Ben wrote his play, Thin Envelopes, after completing the daunting process of applying to college. The play takes place in the waiting room of “First Choice University” admission office where two prospective applicants await their interview with the Dean of Admission. The student tour guide chatters mindlessly with another student who works the front desk of the office. Enter the protagonist Mr. Everyman whose metaphorical name says it all. The jaded and mechanical Dean of Admissions (my role, of course) runs Everyman through a series of probing questions while barely paying attention to his responses. Everyman grows increasingly frustrated with the heartless approach and launches into a diatribe that exposes the obvious flaws of the college process, from the barrage of faux-personalized emails to the glossy superficiality of propagandistic materials and websites. He bemoans the lack of attention to academics and feels First Choice University is more interested in promoting itself as a “hedonistic nirvana” which focuses on the “ease of campus housing” and catering to the whims of “Frisbee throwing morons.” The prospects gathered in the adjacent waiting room grow visibly uncomfortable as Everyman’s heated soliloquy reaches fever pitch. As the defeated protagonist prepares to leave the office at the end of the disastrous interview, the Dean of Admissions gives him some words of advice which reveal that she acknowledges the inherent contradictions of the process. The play closes as “Mr. Bleeding Heart, Intended Theater Arts major” is ushered in while the Dean groans in despair.
Each spring, the Trinity-Pawling theater department offers a series of one-act plays. Some students write original plays and others step into the role of director. The one-acts provide a perfect opportunity for neophytes to try out for a part which may entail less time commitment than a full multi-act production. This spring, five boys (juniors Drew Hennessy, Garrett White, and Tony Wang, sophomore Jay Hooper, and freshman Peter Yip) took the challenge and entered this enticing realm. Adrian Appleman ’11, a five year veteran of T-P theater productions, assumed directorship of Thin Envelopes. He handled his responsibilities with aplomb, maintaining humor, energy, focus and leadership as he molded each of us into his vision of our characters. Adrian discovered the challenge of organizing rehearsal times convenient for three T-P boys, two Pawling High School girls, and one faculty member. He laid strict deadlines for when we needed to be “off book,” able to rehearse without scripts. He guided us on costumes and relished the opportunity to witness the fashion show of the young ladies as they selected their dresses and shoes. By Thursday evening’s dress rehearsal, we were ready to roll it out. An anxious Ben Ros sat in his seat in the theater, at a distance from the dozen or so people who had wandered in to get a preview.

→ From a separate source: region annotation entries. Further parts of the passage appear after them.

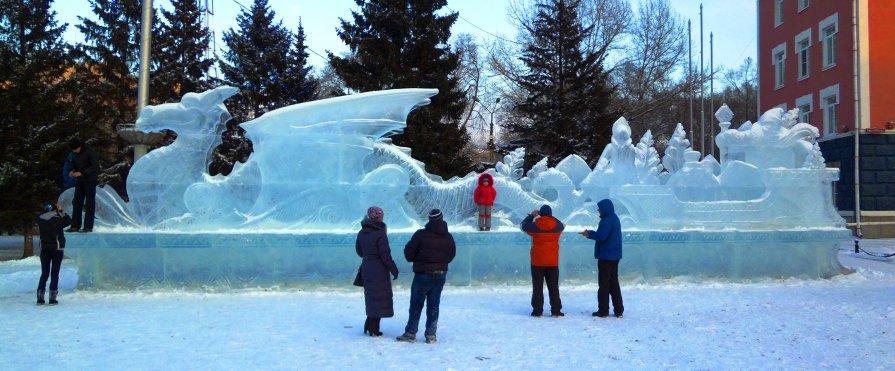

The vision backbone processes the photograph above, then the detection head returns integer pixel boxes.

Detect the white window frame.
[796,94,814,124]
[799,0,811,12]
[774,0,784,27]
[820,84,841,136]
[793,28,811,81]
[817,13,839,69]
[771,43,786,89]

The entire process was fascinating and deeply rewarding for me personally. It occurred to me that I have either taught or served as advisor to each boy in the play. John Oh ’10, Mr. Everyman, was the top student in my English 3 class last year and, as class valedictorian, is headed to Johns Hopkins in the fall. He had to grow comfortable with berating me as “Admissions” for rejecting him from First Choice University. Alex Ros ’12 is one of my best students in English 10 Honors and an advisee next year. Jay Hooper ’12, plucked straight from the Green Mountains of Vermont, is also an advisee. Ben, Adrian, and Alex all came through T-P’s Middle School.
Springtime is always insanely hectic at school. In my role as Dean of Faculty, I spend this final term immersed in the recruiting and hiring process for incoming faculty, in addition to teaching two sections of English. However, I eagerly anticipated evening rehearsals and was usually the first to arrive. I had kept my involvement a secret from the general school community because I love the element of surprise. The more time I spent in the Gardiner Theater, listening to and watching the kids cavort and mingle, the more I saw how happy they were. It dawned on me: the kids who choose to get involved in theater in any way, be it acting or tech or general “hanger-on,” tend to be the most cheerful kids around campus. While other peers grumble and complain about life at school, those connected to the theater simply have fun. Gardiner and its backstage spaces are filled with laughter, energy, movement, creativity, and just plain silliness. Girls from the area love the atmosphere as well which in turn attracts T-P boys. Getting a play ready demands teamwork, preparation, concentration. The air backstage the night of a performance is electric and the energy palpable. Members of the various casts exchange high fives and whisper the obligatory “Break a leg!” in lieu of “Good luck.” As each play ends, the cast of the next show takes the stage. We watch one another perform, either from the wings or behind the deep folds of the blue velvet curtain or else run around and find a seat in the house. Having this opportunity to experience the magic of theater has enhanced my appreciation of the dedicated young men and women who have graced the T-P stage over the years.
During my 24 years at Trinity-Pawling, I have always sought ways to keep myself fresh and energized. I constantly challenge the boys, and faculty, to push themselves out of their comfort zone and take new risks. As I looked up from the script that April afternoon, my own words echoed in my heart. I wandered down to the library and found Ben: “Do you mind if I try out for your play?”
Ben Ros will matriculate at Kenyon College in Gambier, Ohio in September. He intends to major in writing.